La senatrice De Petris propone di mandare i poliziotti a scuola di non violenza. E il web esplode…
L’idea è della senatrice Loredana De Petris (Liberi e uguali), che ha presentato un apposito disegno di legge (n. 77) in Senato per “l’inclusione della conoscenza e dell’addestramento all’uso delle risorse della nonviolenza nell’ambito dei percorsi didattici per l’istruzione, la formazione e l’aggiornamento del personale delle forze di polizia”. La notizia sta ovviamente facendo discutere e ha suscitato, specialmente sul web, una vera e propria esplosione di critiche e commenti sfavorevoli. Tra le motivazioni addotte dalla senatrice per giustificare un progetto di legge siffatto, c’è la considerazione che “Da diversi anni si assiste a episodi esecrabili che nel linguaggio dei media vengono indicati come “morti di Stato”. Sono storie di fermati dalle forze dell’ordine e successivamente deceduti, come i casi eclatanti di Stefano Cucchi, Federico Aldovrandi, Giuseppe Uva, Michele Ferrulli, Carlo Saturno, solo per rimanere a quelli che hanno avuto una maggior risonanza mediatica”. Problema per il quale, secondo la senatrice, “si pone in modo forte e urgente la necessità di dotare le forze dell’ordine delle cognizioni e degli strumenti che l’ormai vasto campo di ricerche e di esperienze della nonviolenza mette a disposizione, poiché in situazioni critiche ciò può “fare la differenza” e finanche contribuire a salvare delle vite”.
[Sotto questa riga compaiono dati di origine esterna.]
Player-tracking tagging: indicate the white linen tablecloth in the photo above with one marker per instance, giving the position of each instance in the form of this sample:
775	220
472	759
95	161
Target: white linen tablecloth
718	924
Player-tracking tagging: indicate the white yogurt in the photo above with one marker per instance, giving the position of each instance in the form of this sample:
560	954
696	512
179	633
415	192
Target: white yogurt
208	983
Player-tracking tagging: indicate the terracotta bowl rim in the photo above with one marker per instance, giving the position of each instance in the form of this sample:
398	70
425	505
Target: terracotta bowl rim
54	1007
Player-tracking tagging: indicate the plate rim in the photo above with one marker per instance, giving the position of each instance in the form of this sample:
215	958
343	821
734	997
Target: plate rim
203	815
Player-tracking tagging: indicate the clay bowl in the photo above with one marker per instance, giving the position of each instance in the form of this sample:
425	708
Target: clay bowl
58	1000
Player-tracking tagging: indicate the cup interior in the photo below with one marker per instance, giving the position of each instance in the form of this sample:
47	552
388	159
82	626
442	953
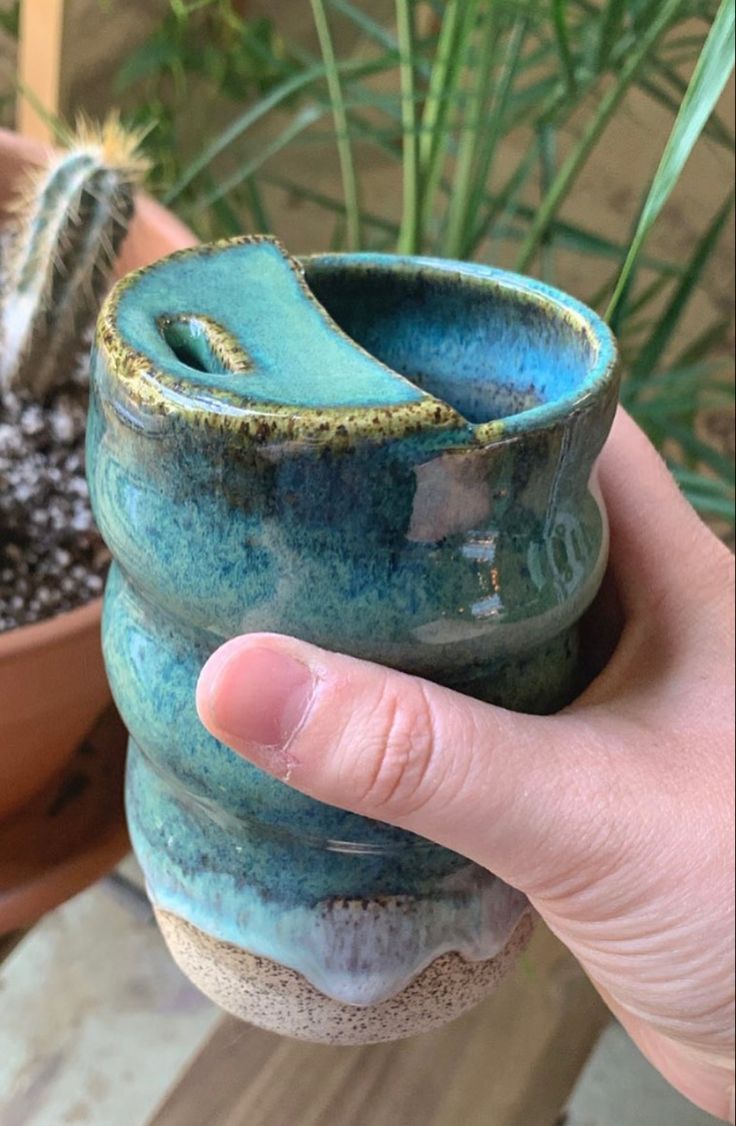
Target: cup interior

Per quanto riguarda la risposta da parte dei diretti interessati, al momento si registra il commento del segretario generale del Sap (Sindacato autonomo di polizia), Stefano Paoloni: “La De Petris, evidentemente, non ha cognizione alcuna di ciò che accade in mezzo alla strada quotidianamente e durante le manifestazioni. Chi ha bisogno di essere educato non è certo il professionista della sicurezza come il poliziotto, addestrato quotidianamente per garantire l’ordine e la sicurezza pubblica. Forse ci vorrebbe una legge e un corso per rieducare e disarmare i manifestanti violenti. Non rispettano la legge e i poliziotti che in quei momenti hanno il dovere di farla rispettare e, spesso, anche se colti e arrestati in flagranza, all’indomani sono già liberi”. “Chi sbaglia è giusto che paghi”, prosegue Paoloni, “ci affidiamo alla correttezza della giustizia, ma è impensabile che l’intera polizia di Stato abbia bisogno dei corsi indetti da certa politica che tutela e legittima ideologicamente e moralmente i violenti. Perché invece non si pensa a dotare le forze dell’ordine di strumenti che limitino il contatto fisico, perché non accettare la nostra proposta di installare telecamere su divise, auto di servizio e celle di sicurezza? Le telecamere non perdonano nessuno e servono la verità. Ma forse questo non conviene, perché lì dove c’è la verità, non si può mettere alla gogna il poliziotto e trarne benefici”.
Per parte nostra, non possiamo fare a meno di sottolineare come le nostre forze dell’ordine siano rimaste per anni prive di qualsivoglia strumento di autodifesa alternativo rispetto alle nude mani o all’arma d’ordinanza: solo da pochi anni è stata autorizzata la distribuzione degli spray antiaggressione che, tuttavia, è ancora ben lungi dall’essere generalizzata e solo nelle ultime settimane si sta iniziando a parlare di una sperimentazione in seno all’arma dei carabinieri del Taser, con un ritardo di anni, se non decenni, rispetto agli altri Paesi europei.